ATHENS, Greece – The Greek government launched a new round of negotiations with rescue creditors Monday over the course of the country’s latest bailout program, amid highway blockades and angry union reaction to proposed pension reforms that are central to the talks.
Representatives from Greece’s European creditors and the International Monetary Fund began talks in Athens with Greek officials. The talks are expected to last the week before pausing and resuming later this month.
In return for money from the country’s third bailout, which was agreed last summer and is worth around 80 billion euros ($87 billion), Greece’s left-led government has to meet a series of conditions, from reducing spending to enacting wide-ranging economic reforms.
Meeting the targets set will also open up discussions over debt relief — after years of savage austerity, Greece’s debt burden still stands at around 175 per cent of its annual GDP. The IMF has already said that burden is unsustainable and says Greece needs help, which could include lower interest payments on the debts or further extending repayments way into the future.

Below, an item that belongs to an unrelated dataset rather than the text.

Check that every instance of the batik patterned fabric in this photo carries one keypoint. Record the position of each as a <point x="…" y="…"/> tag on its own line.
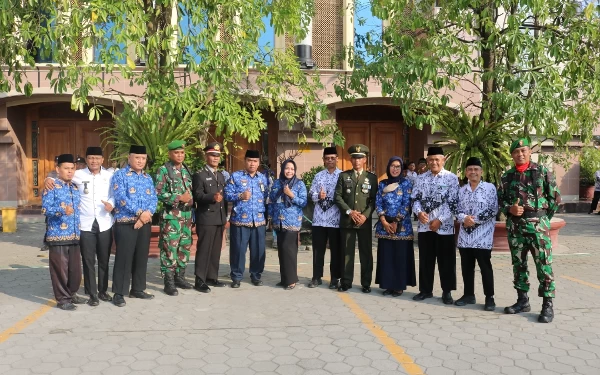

One of the main reforms the Greek government has to undertake next is the overhaul of the country’s pensions system, which the government has admitted is in a parlous state.
But unions representing groups as disparate as farmers, police, fishermen and lawyers are fiercely opposing the draft reforms, saying they will end up paying most of their income in taxes and social security contributions.
As a result, they are planning a string of protests and strikes this week. On Monday, farmers used scores of tractors to indefinitely block two border crossings with Turkey and Bulgaria, stopping trucks but allowing all other traffic to pass. Other crossings with Turkey and Bulgaria were being sporadically closed, as were highways across Greece.
“We want the government to listen to our demands, because if these measures on pension reform go through, we’re finished,” said Giorgos Nikolopoulos, a farm protest organizer, speaking a roadblock in central Greece.
Unions have called a general strike for Thursday. Journalists, public transport employees, lawyers and notaries public will also be walking off the job in coming days.